Ирма нашла нас среди ночи. Ее губы тряслись, а пальцы устроили сущую пляску на краю помятой юбки. Липс снова избил её. Толстяк с трудом вернулся домой, после чего решил в очередной раз напомнить девчонке, как следует встречать порядочного мужа. Глаза, с привычной для них быстротой, легко подметили, что к чему.
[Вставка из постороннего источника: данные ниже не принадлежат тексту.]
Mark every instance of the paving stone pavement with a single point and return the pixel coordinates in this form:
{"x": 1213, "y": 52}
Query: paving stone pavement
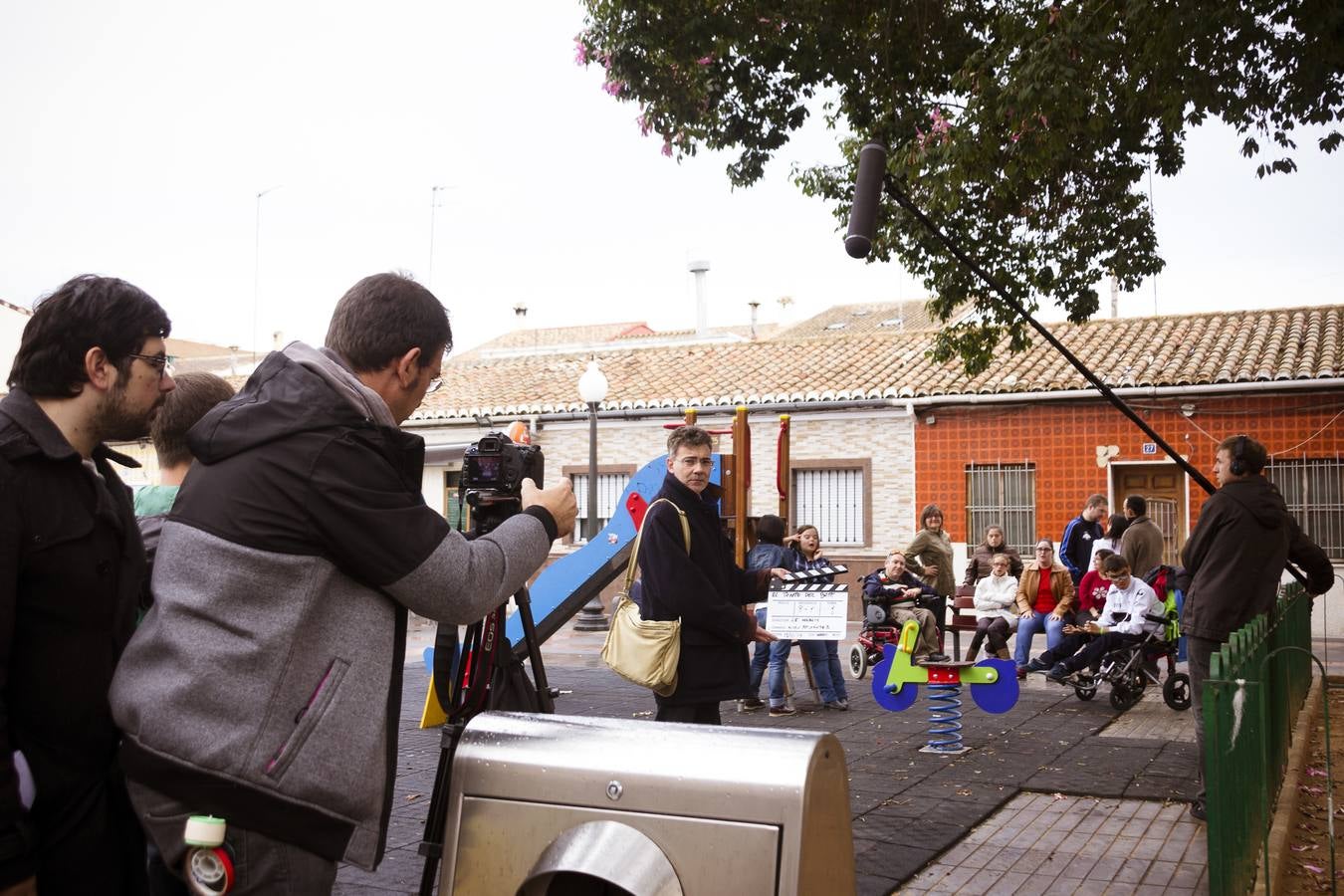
{"x": 999, "y": 791}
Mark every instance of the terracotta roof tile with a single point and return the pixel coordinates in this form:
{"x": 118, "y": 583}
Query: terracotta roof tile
{"x": 1232, "y": 346}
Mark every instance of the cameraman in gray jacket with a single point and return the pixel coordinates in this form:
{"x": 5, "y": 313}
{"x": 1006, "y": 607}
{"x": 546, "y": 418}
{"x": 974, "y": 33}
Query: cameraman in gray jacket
{"x": 265, "y": 684}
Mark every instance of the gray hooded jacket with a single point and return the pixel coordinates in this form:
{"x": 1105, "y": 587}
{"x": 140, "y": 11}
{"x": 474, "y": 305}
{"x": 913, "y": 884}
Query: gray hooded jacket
{"x": 265, "y": 683}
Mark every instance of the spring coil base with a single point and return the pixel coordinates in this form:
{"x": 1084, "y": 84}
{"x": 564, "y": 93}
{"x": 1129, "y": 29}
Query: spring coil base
{"x": 944, "y": 719}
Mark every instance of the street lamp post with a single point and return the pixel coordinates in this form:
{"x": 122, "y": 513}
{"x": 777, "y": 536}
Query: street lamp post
{"x": 257, "y": 268}
{"x": 593, "y": 391}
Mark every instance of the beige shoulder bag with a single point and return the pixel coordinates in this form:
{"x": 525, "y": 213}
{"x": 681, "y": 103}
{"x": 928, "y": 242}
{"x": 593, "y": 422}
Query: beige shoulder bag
{"x": 642, "y": 650}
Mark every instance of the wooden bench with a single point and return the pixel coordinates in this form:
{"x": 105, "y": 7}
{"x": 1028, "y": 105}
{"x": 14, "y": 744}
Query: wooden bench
{"x": 964, "y": 619}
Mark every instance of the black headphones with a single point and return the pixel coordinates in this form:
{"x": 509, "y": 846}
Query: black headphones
{"x": 1238, "y": 465}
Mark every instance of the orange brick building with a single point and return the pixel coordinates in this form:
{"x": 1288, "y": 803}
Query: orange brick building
{"x": 1062, "y": 441}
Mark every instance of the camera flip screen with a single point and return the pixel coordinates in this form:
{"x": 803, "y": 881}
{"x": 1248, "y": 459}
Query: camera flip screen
{"x": 487, "y": 469}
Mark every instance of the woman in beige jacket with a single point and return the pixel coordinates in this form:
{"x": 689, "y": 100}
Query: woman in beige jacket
{"x": 929, "y": 557}
{"x": 1044, "y": 599}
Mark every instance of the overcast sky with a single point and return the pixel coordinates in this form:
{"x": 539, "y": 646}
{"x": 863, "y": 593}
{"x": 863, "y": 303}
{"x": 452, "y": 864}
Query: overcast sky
{"x": 138, "y": 133}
Синяк на скуле, трясущиеся руки, кулек с каким-то пожитками, кровавые пятна на отвороте. Дело явно было плохо, раз она решила наведаться среди ночи к ворюге. Она сбивчиво пыталась что-то объяснить, захлебываясь в слезах. Про то, как в отчаянии вонзила в ногу ублюдка кочергу. Про то, что он с парнями вот-вот найдет её. Про ферму, про родителей, про то, какой она была дурой, про то, что там все будет по-другому, про то, что ей больше некого просить о помощи.
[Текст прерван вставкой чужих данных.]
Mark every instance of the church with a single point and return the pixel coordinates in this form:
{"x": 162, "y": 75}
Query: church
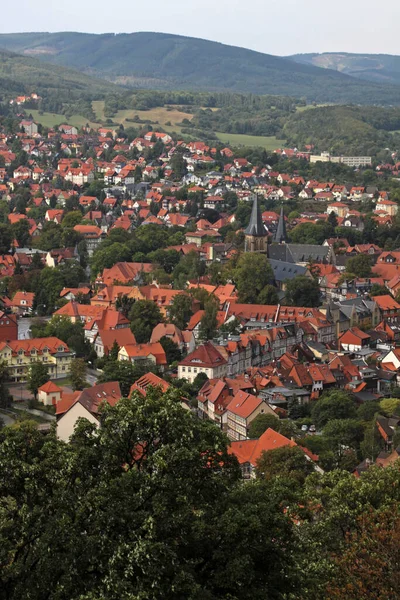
{"x": 257, "y": 237}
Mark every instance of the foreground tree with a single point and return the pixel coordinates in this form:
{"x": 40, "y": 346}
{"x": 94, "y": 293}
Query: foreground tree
{"x": 4, "y": 383}
{"x": 180, "y": 310}
{"x": 38, "y": 375}
{"x": 289, "y": 462}
{"x": 252, "y": 274}
{"x": 302, "y": 291}
{"x": 368, "y": 568}
{"x": 148, "y": 506}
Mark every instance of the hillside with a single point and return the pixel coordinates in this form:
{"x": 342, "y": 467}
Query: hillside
{"x": 380, "y": 68}
{"x": 24, "y": 74}
{"x": 345, "y": 130}
{"x": 164, "y": 61}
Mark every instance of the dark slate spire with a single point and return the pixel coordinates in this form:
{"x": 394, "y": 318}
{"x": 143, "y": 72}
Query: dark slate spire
{"x": 280, "y": 234}
{"x": 256, "y": 226}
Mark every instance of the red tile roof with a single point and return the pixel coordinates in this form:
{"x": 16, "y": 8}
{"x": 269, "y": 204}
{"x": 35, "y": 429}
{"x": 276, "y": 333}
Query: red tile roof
{"x": 249, "y": 451}
{"x": 206, "y": 356}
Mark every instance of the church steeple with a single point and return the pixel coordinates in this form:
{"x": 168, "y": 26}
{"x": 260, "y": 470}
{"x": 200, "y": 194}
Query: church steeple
{"x": 280, "y": 234}
{"x": 256, "y": 235}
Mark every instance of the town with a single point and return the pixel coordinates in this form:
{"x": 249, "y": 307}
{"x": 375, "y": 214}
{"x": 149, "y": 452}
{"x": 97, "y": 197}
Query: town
{"x": 231, "y": 307}
{"x": 259, "y": 293}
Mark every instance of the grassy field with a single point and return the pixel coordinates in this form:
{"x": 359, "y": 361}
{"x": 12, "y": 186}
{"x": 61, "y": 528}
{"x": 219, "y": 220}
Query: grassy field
{"x": 160, "y": 115}
{"x": 238, "y": 139}
{"x": 309, "y": 106}
{"x": 157, "y": 116}
{"x": 51, "y": 119}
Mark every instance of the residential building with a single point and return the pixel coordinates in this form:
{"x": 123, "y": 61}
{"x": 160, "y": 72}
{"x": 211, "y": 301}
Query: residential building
{"x": 8, "y": 327}
{"x": 248, "y": 452}
{"x": 87, "y": 405}
{"x": 205, "y": 359}
{"x": 22, "y": 303}
{"x": 19, "y": 355}
{"x": 241, "y": 411}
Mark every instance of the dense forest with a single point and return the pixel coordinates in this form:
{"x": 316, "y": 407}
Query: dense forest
{"x": 345, "y": 129}
{"x": 152, "y": 505}
{"x": 166, "y": 61}
{"x": 383, "y": 68}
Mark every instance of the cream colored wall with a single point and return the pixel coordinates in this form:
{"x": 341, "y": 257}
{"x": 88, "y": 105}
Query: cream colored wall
{"x": 66, "y": 423}
{"x": 46, "y": 399}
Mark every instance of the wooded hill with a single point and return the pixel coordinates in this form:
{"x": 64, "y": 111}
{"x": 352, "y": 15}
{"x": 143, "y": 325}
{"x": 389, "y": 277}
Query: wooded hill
{"x": 345, "y": 130}
{"x": 23, "y": 74}
{"x": 380, "y": 68}
{"x": 166, "y": 61}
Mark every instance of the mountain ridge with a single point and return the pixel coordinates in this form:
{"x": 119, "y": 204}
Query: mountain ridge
{"x": 169, "y": 61}
{"x": 377, "y": 68}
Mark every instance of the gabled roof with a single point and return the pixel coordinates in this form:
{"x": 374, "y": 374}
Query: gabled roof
{"x": 249, "y": 451}
{"x": 206, "y": 356}
{"x": 49, "y": 387}
{"x": 256, "y": 225}
{"x": 149, "y": 379}
{"x": 280, "y": 234}
{"x": 244, "y": 404}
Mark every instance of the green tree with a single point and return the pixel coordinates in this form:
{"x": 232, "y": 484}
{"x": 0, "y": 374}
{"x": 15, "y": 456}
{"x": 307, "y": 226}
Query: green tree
{"x": 4, "y": 385}
{"x": 261, "y": 423}
{"x": 209, "y": 322}
{"x": 106, "y": 257}
{"x": 6, "y": 238}
{"x": 113, "y": 354}
{"x": 252, "y": 274}
{"x": 302, "y": 291}
{"x": 360, "y": 265}
{"x": 378, "y": 290}
{"x": 390, "y": 406}
{"x": 139, "y": 516}
{"x": 180, "y": 310}
{"x": 71, "y": 219}
{"x": 144, "y": 316}
{"x": 288, "y": 462}
{"x": 21, "y": 233}
{"x": 124, "y": 304}
{"x": 125, "y": 373}
{"x": 268, "y": 296}
{"x": 343, "y": 434}
{"x": 334, "y": 404}
{"x": 38, "y": 375}
{"x": 78, "y": 373}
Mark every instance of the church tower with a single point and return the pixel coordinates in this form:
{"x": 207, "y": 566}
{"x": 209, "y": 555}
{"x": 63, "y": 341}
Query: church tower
{"x": 256, "y": 236}
{"x": 280, "y": 234}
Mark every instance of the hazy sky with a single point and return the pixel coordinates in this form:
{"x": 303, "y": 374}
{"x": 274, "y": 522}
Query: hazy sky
{"x": 273, "y": 26}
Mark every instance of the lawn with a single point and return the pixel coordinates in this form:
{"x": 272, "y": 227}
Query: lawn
{"x": 238, "y": 139}
{"x": 52, "y": 119}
Бартли не ревел, он казался совсем взрослым, когда, моргая сонными еще глазами, смотрел на меня.
Черт побери, мальчишка, это не наше дело.
Не мое уж точно!
Но уже если я чему-то и научил этого щенка, так тому, что у каждого есть
свое собственное дело.
Моим ли делом была судьба мальчонки, которого я мог оставить в доме священника? Нет. Но я принял решение.